2. Policy Assessment
a. Assess whether governance roles clearly define accountability for service security, incident response, customer support, and shared responsibility boundaries.
b. Confirm that governance responsibilities account for multi-tenant risks, service-level obligations, and contractual responsibilities to customers using hosted AI solutions.

3. Program Evaluation
a. Determine whether governance responsibilities are embedded in service delivery processes such as security reviews, change control, and customer onboarding.
b. Verify that governance roles are tied to oversight forums (e.g., security councils, compliance teams) that monitor service-level performance, audit readiness, and continuous improvement.
c. Confirm that governance responsibilities explicitly address multi-tenant identity protections, with roles accountable for preventing cross-customer exposure of identity data or model outputs.

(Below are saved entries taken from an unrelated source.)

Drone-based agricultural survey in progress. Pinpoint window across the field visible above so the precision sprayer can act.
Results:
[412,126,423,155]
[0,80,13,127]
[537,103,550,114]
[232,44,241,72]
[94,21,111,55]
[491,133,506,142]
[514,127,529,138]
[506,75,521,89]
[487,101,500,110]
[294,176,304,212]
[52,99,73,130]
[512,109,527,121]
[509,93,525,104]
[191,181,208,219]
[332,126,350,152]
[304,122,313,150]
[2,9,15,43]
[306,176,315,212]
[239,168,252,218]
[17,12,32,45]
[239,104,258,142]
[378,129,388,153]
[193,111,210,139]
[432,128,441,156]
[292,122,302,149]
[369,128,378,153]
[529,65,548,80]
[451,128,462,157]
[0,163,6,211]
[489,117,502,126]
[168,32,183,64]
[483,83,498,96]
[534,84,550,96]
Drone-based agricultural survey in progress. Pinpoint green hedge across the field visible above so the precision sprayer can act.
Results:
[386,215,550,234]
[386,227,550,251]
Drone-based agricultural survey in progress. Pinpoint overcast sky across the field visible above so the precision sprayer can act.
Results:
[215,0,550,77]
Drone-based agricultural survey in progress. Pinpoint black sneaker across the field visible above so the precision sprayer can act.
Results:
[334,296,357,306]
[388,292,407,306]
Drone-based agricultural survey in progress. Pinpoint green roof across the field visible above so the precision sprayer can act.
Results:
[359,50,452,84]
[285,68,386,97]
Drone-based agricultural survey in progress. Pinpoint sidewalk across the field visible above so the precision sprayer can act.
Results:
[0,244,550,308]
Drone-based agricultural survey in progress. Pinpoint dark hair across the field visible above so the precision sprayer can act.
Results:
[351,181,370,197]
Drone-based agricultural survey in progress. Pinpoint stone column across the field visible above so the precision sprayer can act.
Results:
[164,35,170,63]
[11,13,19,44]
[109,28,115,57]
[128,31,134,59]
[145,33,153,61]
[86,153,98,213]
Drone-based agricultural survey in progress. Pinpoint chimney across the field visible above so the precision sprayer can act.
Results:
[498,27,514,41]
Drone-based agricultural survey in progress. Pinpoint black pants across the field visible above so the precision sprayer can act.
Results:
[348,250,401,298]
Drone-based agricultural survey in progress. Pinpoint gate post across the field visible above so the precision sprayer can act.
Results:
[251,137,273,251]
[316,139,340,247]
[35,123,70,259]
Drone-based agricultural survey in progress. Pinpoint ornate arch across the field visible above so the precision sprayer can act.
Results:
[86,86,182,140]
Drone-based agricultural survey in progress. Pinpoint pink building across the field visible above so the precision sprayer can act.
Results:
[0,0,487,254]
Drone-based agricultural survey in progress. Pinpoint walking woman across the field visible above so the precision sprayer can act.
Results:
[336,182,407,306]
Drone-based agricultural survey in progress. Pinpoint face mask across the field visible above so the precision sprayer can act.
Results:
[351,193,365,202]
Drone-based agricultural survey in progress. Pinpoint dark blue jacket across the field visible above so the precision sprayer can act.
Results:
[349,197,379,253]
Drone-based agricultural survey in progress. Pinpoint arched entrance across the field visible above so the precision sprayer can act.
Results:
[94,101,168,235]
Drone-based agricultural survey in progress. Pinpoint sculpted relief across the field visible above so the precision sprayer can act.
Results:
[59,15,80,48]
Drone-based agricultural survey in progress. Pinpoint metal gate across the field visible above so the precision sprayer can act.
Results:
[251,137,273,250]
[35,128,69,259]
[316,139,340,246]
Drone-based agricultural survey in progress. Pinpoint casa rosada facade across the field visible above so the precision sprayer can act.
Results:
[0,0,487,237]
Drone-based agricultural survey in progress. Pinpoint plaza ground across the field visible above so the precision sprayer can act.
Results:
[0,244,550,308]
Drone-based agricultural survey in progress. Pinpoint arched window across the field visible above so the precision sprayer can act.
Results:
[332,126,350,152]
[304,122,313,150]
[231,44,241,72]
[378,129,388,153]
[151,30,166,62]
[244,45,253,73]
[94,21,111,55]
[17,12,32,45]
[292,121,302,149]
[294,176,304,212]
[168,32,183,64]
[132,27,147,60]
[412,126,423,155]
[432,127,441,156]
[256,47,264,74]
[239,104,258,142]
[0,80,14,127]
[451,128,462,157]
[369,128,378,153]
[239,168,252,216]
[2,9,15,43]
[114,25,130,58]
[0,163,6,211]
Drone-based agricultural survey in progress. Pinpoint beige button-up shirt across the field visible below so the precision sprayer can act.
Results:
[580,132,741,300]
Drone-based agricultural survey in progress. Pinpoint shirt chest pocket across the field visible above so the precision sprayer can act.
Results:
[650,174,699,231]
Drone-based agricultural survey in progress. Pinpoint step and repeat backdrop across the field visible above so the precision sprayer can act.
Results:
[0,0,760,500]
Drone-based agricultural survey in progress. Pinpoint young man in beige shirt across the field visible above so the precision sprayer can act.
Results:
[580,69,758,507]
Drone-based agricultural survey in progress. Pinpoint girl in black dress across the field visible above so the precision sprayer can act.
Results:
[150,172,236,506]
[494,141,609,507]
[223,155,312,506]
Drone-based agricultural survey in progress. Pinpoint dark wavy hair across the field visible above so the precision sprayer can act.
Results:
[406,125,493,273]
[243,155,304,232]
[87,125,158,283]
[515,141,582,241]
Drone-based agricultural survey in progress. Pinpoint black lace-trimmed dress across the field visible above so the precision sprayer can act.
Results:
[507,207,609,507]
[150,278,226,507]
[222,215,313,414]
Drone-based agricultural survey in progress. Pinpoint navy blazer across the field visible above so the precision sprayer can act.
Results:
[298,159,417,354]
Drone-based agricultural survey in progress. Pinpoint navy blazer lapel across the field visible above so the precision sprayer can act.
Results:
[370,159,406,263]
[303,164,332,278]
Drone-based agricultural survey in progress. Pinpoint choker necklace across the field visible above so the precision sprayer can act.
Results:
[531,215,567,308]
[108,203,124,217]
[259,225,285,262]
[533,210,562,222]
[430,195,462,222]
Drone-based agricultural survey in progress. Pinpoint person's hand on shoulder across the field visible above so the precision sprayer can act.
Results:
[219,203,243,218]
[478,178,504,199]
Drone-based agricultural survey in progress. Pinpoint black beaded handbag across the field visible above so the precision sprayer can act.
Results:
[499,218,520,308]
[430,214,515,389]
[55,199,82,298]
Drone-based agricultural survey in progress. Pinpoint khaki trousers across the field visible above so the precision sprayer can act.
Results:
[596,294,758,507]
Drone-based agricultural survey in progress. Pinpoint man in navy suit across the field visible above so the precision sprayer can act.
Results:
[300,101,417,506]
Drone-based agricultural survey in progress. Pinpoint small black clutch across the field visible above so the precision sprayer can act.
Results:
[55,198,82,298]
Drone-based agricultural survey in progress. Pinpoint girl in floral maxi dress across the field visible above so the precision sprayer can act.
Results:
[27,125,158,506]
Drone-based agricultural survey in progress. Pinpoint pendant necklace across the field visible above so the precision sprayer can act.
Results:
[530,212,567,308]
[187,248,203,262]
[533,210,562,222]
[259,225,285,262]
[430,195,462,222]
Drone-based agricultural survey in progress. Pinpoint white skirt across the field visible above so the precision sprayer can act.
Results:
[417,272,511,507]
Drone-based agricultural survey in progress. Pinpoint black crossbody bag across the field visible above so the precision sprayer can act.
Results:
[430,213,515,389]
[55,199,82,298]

4. Implementation Validation
a. Review documentation such as governance charters, audit logs, operational dashboards, or internal/external assurance reports to confirm governance responsibilities are fulfilled.
b. Select a governance function (e.g., customer data isolation, AI model deployment support, shared responsibility guidance) and confirm the responsible role is fulfilling duties as defined in policy.

From CCM:
1. Confirm the organization has established a governance framework which details roles, responsibilities, and accountability.
2. Evidence that governance meetings are reported and documented appropriately.
3. Confirm that individuals/groups responsible for governance are tracking and monitoring progress against the governance program.

Standards mappings

ISO 42001No Gap
42001: B.3.2 (AI roles and responsibilities)
42001: A.3.2 (AI roles and responsibilities)
Addendum

N/A

EU AI ActNo Gap
Article 16
Article 23
Article 24
Article 25
Article 26
Article 27
Article 28
Article 29
Addendum

N/A

NIST AI 600-1Partial Gap
GV-2.1-001
GV-2.1-002
Addendum

More guidance for documenting and defining roles and responsibilities for governance programs as a whole.

BSI AIC4No Gap
OIS-01
OIS-02
COM-01
COM-02
COM-03
COM-04
Addendum

N/A

AI-CAIQ questions (1)

GRC-06.1

Are roles and responsibilities defined and documented for planning, implementing, operating, assessing, and improving governance programs?